In this experiment, the observed difference between the original (62.90%) and variation (50.41%) was 12.49%, just within the confidence interval. If we rerun this experiment, the baseline and variation conversion rate difference will probably be in the same range.
How statistical significance and confidence intervals are connected
Optimizely Experimentation shows you the statistical likelihood that the improvement is due to changes you made on the page, not chance. Until Stats Engine has enough data to declare statistical significance, the Results page will state that more visitors are needed and show you an estimated wait time based on the current conversion rate.
Lower significance levels may increase the likelihood of error but can also help you test more hypotheses and iterate faster. Higher significance levels decrease the error probability but require a larger sample.
Choosing the right significance level should balance the types of tests you are running, the confidence you want to have in the tests and the amount of traffic you receive.
Improvement intervals
Depending on what type of experiment or optimization you are running, Optimizely Experimentation will display a different improvement interval on the Results page.

For A/B experiments – Optimizely Experimentation displays the relative improvement in conversion rate for the variation over the baseline as a percentage for A/B experiments. This is true for all A/B experiment metrics, regardless of whether they are binary or numeric conversions.
 In Optimizely Experimentation, a relative improvement interval of 1% to 10% means that the variation sees between 1% and 10% improvement over the baseline. For example, if the baseline conversion rate is 25%, you can expect the variation conversion rate to fall between 25.25% and 27.5%.
 For Multiarmed Bandit (MAB) optimizations – Optimizely Experimentation displays absolute improvement.
 For A/B experiments or MAB optimizations with Stats Accelerator enabled – Optimizely Experimentation displays the absolute improvement.
Estimated wait time and <1% significance
As your experiment or campaign runs, Optimizely Experimentation estimates how long it will take for a test to reach conclusiveness. This estimate is based on the current observed baseline and variation conversion rates. If those rates change, the estimate will adjust automatically.

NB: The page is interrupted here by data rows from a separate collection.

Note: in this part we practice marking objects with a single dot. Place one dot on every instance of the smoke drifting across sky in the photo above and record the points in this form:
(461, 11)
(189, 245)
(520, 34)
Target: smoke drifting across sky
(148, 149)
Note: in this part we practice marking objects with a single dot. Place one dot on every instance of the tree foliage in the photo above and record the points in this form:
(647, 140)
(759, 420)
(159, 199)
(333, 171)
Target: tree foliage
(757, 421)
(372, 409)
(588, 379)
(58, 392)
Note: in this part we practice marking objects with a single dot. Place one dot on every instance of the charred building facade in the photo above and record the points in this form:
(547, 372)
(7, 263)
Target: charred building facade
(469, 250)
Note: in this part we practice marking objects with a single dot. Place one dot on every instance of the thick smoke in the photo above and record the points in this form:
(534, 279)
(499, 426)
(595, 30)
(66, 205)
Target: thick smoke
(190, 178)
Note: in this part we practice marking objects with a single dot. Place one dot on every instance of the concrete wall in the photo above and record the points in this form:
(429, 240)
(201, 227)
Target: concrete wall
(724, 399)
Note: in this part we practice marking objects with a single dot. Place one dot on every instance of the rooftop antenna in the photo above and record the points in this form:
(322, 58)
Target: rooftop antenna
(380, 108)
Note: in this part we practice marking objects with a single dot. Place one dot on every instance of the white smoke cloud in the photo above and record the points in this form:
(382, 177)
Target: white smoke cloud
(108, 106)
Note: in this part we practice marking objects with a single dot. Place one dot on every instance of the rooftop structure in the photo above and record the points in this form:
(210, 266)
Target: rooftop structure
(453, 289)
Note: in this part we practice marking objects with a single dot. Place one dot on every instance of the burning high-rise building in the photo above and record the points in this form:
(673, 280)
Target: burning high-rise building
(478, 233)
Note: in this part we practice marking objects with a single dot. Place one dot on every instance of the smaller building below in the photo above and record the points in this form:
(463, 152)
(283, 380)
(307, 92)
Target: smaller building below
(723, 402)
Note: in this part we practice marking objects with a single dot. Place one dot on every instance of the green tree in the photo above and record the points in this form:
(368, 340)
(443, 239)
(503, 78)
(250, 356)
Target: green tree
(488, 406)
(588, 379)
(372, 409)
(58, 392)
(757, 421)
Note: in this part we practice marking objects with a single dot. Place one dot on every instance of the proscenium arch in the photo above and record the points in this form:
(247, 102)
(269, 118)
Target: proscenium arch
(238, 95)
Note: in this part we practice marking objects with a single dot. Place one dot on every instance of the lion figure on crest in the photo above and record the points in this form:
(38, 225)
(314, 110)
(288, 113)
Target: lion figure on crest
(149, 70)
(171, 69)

You may see a significance of less than 1%, with a certain number of visitors remaining. In statistical terms, this experiment is underpowered. Optimizely Experimentation needs to gather more evidence to determine whether the change you see is a true difference in visitor behaviors or chance.
Look at the variation in the preceding example. Approximately 11,283 additional visitors must be bucketed into that variation before deciding the conversion rates between the variation and the original. Remember that the estimate (11,283 visitors) assumes that the observed conversion rate does not fluctuate. If more visitors see the variation but conversions decrease, your experiment will probably take more time, which means the visitors remaining estimate will increase. Optimizely Experimentation will need fewer visitors if conversions increase to ensure the behavior change is real.